Petang itu, semilir angin masih mau menyapa tempat saya duduk di belakang
mushala Ma’had Tahfidh Al-Qur’an Al-Amien Prenduan, masih di bumi Madura
tentunya. Semburat merah jingga sudah hilang ditelan waktu, menandakan malam
akan tiba. Beberapa santri terlihat masih serius berkutat dengan ayat-ayat
al-qur’an, sebagian lainnya memilih untuk melamun. Rasa syukur menyeruak,
mengingat masih mampu menikmati dinamika kehidupan yang lekat dengan al-qur’an
dan kesempatan untuk merenungi maknanya. Saya masih terduduk dengan mushaf di
tangan, sembari membacanya perlahan. Sambil menikmati suasana petang itu,
tiba-tiba saya dikejutkan oleh teman satu angkatan (kelas akhir) yang duduk di
samping saya.
Menatap saya
lekat, seraya berkata “Vis, gimana nih? Aku bingung. Aku ngerasa berat dalam
hal ngulang hafalanku. Satu halaman aja butuh konsentrasi tinggi, susah
pokoknya.”
“Kamu target
selesai?” Saya bertanya.
“Kalo
target, iya. Tapi ngulangnya ini yang repot. Kayak gak masuk-masuk. Kebayang
wisuda tinggal 5 bulan lagi. Tapi aku belum ada satu juz pun yang lancar,”lanjutnya.
“Nah,
tinggal lancarin aja. Kok repot. Hidup itu berproses, kawan. Ga ada yang
instan. Mi instan aja butuh proses untuk bias dimakan. Kamu optimis aja, pasti
bisa kok.”
“Ga bisa. Ga
segampang itu. Kamu enak, udah lumayan. Kalo aku, hampir hampir stress rasanya.
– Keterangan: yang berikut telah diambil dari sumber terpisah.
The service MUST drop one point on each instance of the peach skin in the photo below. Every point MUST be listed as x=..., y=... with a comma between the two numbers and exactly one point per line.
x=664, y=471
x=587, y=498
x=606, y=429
Aku takut ga bisa baca hafalan buat wisuda nanti,”
“Hei, keep woles, bro. Terkadang memikirkannya
itu lebih berat daripada melakukannya. Bener itu. Kamu ga usah mikirin itu.
Yang penting action.”
“Sudah, Vis.
Sudah. Tapi dari kemarin seperti jalan di tempat, ga ada hasilnya. Aku ngerasa
iri sama anak-anak yang lain. Aku ini kayaknya gak cocok jadi penghafal
al-qur’an,”
“Hush,
jangan ngomong gitu! Kamu ini orang pilihan. Ga sembarang orang orang, lho, bisa
ngafalin al-qur’an. Apalagi hafalanmu sudah belasan juz. Itu tanggungan, harus
dipertanggungjawabkan. “
“Iya, aku
tahu” dia termenung beberapa saat, “Kamu tahu gak, selama ini aku mikirin apa?”
“Gak. Apa?”
“Wisuda,
wisuda, dan wisuda. Aku takut namaku gak disebutin gara-gara ga bisa baca. Aku
takut ngecewain ibuku” menghela napas sejenak, “Aku pingin berhenti dari
pondok, tapi gak dikasih sama ortuku”
“Jangan
gitu. Lha, kamu kan udah sadar. Maka dari itu, cicil dari sekarang. Yang penting
prosesnya dulu, jangan keburu lihat hasil.”
Matanya
menerawang jauh, termenung dalam diam. Kupegang tangannya, kutatap matanya. Ada
kesedihan di sana.
“Kamu gak
usah banyak pikiran. Tambah berat lho. Coba banyak baca buku motivasi, buat
nambah semangatmu.”
Dia masih
diam. Saya tidak tahu apa yang dipikirkannya. Melamun atau memikirkan kata-kata
saya. Ah, siapalah saya. Motivator bukan, psikiater juga bukan. Hanya ini yang
saya bisa.
“Kamu tahu,
Vis” pelan dia berkata,”Kemarin waktu aku mudif
(dikunjungi orang tuanya), aku bilang ke ibuku. ‘Bu, aku berhenti sekarang
aja ya. Mumpung belum wisuda. Aku ga mau ibu malu gara-gara anaknya gak disebut
saat wisuda. Apalagi ibu banyak kenalan.’ Tapi ibuku tetep nasehatin aku.
Motivasi gitulah,”
Saya terdiam
beberapa saat. Saya paham, teman saya ini sedang mengalami gejolak emosi yang
luar biasa, keadaanya tidak stabil. Dia merasa hopeless, bingung.
Waduh, ini
klimaks yang saya takutkan. Matanya mulai sembab. Berkaca-kaca. Atas dasar
naluri kelakiannya, dia menoleh membelakangi saya. Mengusap matanya perlahan.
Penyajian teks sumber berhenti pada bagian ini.